“Geosocial” services such as Foursquare may get a lot of buzz, but they aren’t getting a lot of use. A new study finds that on an average day, only one in a hundred internet users access such a service.
The Pew Internet & American Life Project interviewed 3,000 internet users about location-based services, those which allow users to track locations they have visited, leave reviews of venues, and find out whether other users they know are nearby.
The headline figure from the survey is that 7% of people who regularly use their cellphone to access online services are users of location-based services. That’s 4% of all adults with some form of internet access.
If you assume the main users are young men, you’d be right, but only just. The figures are 6% for men and 3% for women. There’s no explanation of why, though I suspect the competition element of features such as the Foursquare “mayorship” might be more appealing to men. But when it comes to age, 8% of those aged 18-29 use such services. When you take into account that the figure for all users is 7%, it’s clear that Foursquare and its competitors aren’t really any more youth-oriented than any other type of online service.

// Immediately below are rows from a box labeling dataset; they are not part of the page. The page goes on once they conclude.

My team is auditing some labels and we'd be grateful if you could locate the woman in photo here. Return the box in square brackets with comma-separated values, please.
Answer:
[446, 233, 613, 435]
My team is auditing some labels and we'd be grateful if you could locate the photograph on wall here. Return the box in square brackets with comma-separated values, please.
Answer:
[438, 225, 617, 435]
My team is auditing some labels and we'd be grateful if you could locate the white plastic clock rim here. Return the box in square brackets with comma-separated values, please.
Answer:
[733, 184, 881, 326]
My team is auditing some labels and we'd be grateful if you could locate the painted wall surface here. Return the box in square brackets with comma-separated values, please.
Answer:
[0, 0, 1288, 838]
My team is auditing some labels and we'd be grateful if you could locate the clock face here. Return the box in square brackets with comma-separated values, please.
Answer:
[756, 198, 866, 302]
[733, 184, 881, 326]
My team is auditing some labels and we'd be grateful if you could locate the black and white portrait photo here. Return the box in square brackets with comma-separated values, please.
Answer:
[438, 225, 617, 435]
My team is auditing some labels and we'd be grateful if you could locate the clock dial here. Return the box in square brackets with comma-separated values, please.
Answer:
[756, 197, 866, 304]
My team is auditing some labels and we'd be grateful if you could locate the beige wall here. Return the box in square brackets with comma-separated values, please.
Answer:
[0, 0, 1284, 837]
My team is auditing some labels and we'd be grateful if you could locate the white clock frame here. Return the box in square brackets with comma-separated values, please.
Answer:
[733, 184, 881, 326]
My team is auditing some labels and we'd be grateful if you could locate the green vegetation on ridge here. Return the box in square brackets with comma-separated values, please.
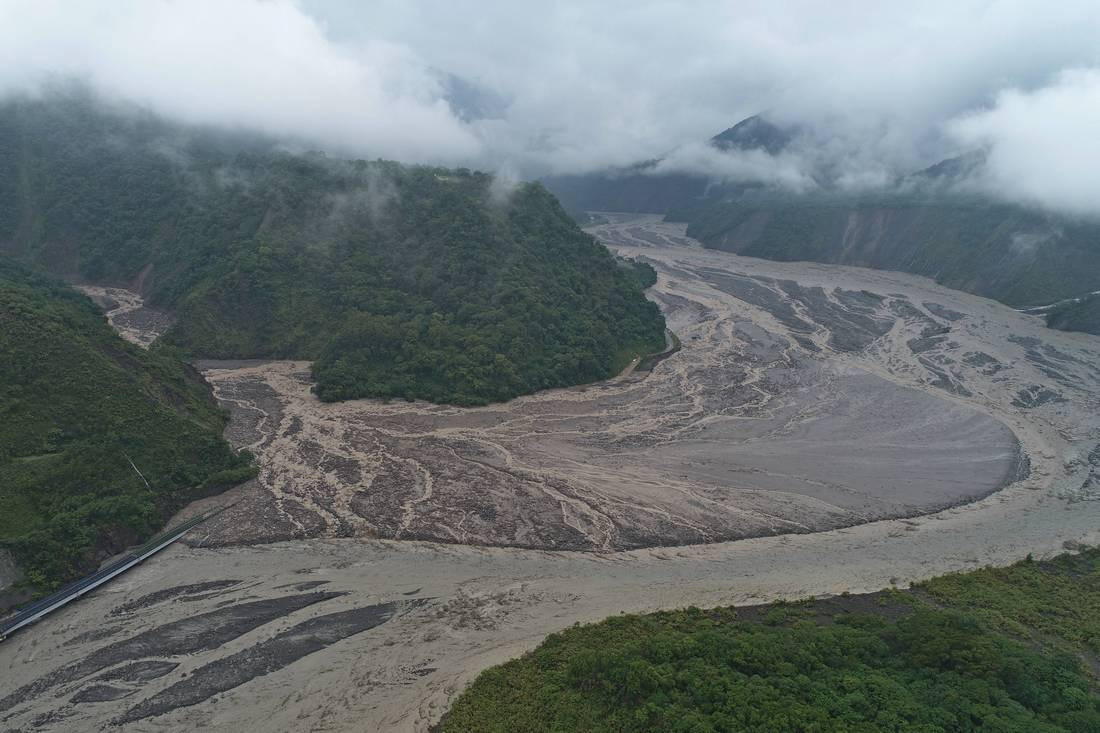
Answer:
[669, 193, 1100, 310]
[0, 89, 664, 404]
[0, 258, 254, 590]
[440, 550, 1100, 733]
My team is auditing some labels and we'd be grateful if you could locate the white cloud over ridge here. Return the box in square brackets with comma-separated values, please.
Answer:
[950, 68, 1100, 215]
[0, 0, 1100, 214]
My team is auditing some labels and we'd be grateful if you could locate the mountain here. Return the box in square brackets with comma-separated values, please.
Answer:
[542, 116, 794, 215]
[668, 193, 1100, 310]
[1046, 293, 1100, 336]
[0, 94, 663, 405]
[710, 114, 796, 155]
[0, 258, 253, 590]
[546, 116, 1100, 333]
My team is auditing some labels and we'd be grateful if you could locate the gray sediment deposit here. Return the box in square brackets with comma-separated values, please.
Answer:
[0, 215, 1100, 731]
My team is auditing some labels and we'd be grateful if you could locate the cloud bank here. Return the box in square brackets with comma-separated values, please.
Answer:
[0, 0, 1100, 214]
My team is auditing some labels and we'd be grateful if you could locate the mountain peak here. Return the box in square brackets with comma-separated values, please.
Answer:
[710, 114, 794, 155]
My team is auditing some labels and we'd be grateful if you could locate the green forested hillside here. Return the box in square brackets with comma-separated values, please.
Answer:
[0, 94, 663, 404]
[547, 117, 1100, 333]
[669, 193, 1100, 308]
[440, 550, 1100, 733]
[1046, 294, 1100, 336]
[0, 258, 253, 590]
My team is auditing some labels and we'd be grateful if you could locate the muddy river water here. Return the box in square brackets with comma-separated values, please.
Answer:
[0, 215, 1100, 731]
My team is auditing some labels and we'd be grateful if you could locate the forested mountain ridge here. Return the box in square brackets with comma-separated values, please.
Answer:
[0, 89, 663, 404]
[547, 117, 1100, 333]
[668, 193, 1100, 312]
[0, 258, 253, 589]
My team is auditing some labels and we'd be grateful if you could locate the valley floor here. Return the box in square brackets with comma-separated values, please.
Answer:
[0, 215, 1100, 731]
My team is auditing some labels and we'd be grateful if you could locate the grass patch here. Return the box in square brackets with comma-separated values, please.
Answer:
[439, 550, 1100, 733]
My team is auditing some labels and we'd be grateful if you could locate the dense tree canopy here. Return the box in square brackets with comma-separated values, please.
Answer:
[0, 94, 663, 404]
[441, 551, 1100, 733]
[0, 258, 253, 589]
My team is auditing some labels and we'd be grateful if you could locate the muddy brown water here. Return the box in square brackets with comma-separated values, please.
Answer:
[0, 215, 1100, 731]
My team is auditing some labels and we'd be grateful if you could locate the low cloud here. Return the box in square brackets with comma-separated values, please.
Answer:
[0, 0, 1100, 214]
[647, 143, 817, 192]
[948, 68, 1100, 215]
[0, 0, 481, 161]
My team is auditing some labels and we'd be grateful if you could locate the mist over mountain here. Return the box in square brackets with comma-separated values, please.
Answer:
[0, 0, 1100, 216]
[0, 88, 664, 404]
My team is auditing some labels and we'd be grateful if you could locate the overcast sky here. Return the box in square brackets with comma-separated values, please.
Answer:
[0, 0, 1100, 212]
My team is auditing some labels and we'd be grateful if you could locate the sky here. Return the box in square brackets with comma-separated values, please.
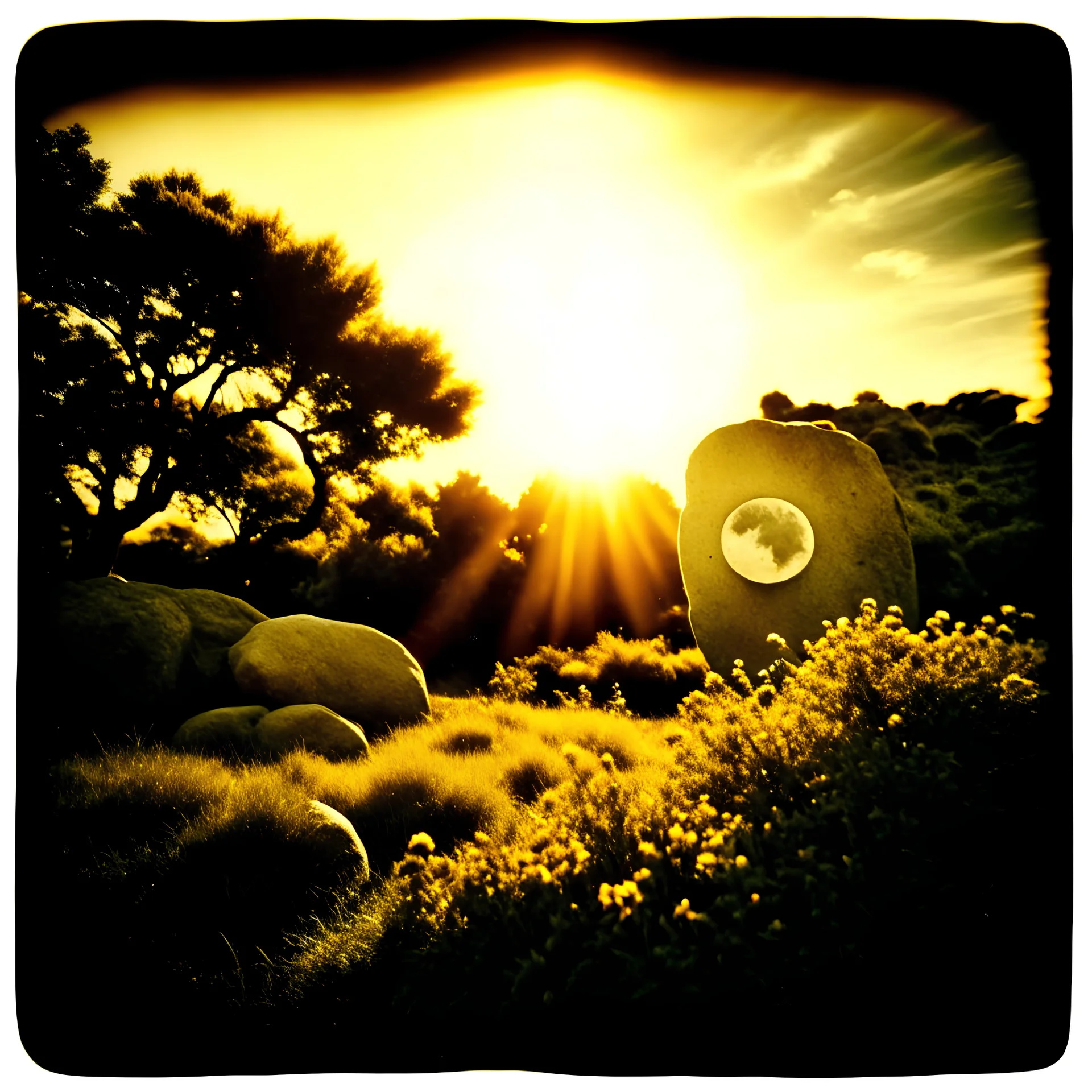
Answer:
[47, 59, 1050, 504]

The most striking demographic figure is that use among Hispanic users is 10%, double that of black users and triple that of white (non-Hispanic) users. Income and educational background doesn’t make any significant difference.
The remaining conclusions of the survey were far more predictable. People who regularly use status-update based services such as Twitter were more likely to use location services. And people with access to the internet on their cellphones were also more likely to use them, while those with neither a cellphone nor a laptop with wireless use were less likely to do so. Well, duh.
Also, urban users were more likely to be on Foursquare and the like than suburban users, who in turn were more likely than rural users. That’s also to be expected: urban areas inherently have more tracked locations, giving more of a point to the service.
This is the second such survey by the group, and shows little significant difference since the first study in May, suggesting there’s been no major explosion in use. Of course, when you’re talking about such a low proportion of users in the first place, it’s harder to track as even a notable increase might be swallowed up by the statistical margin of error.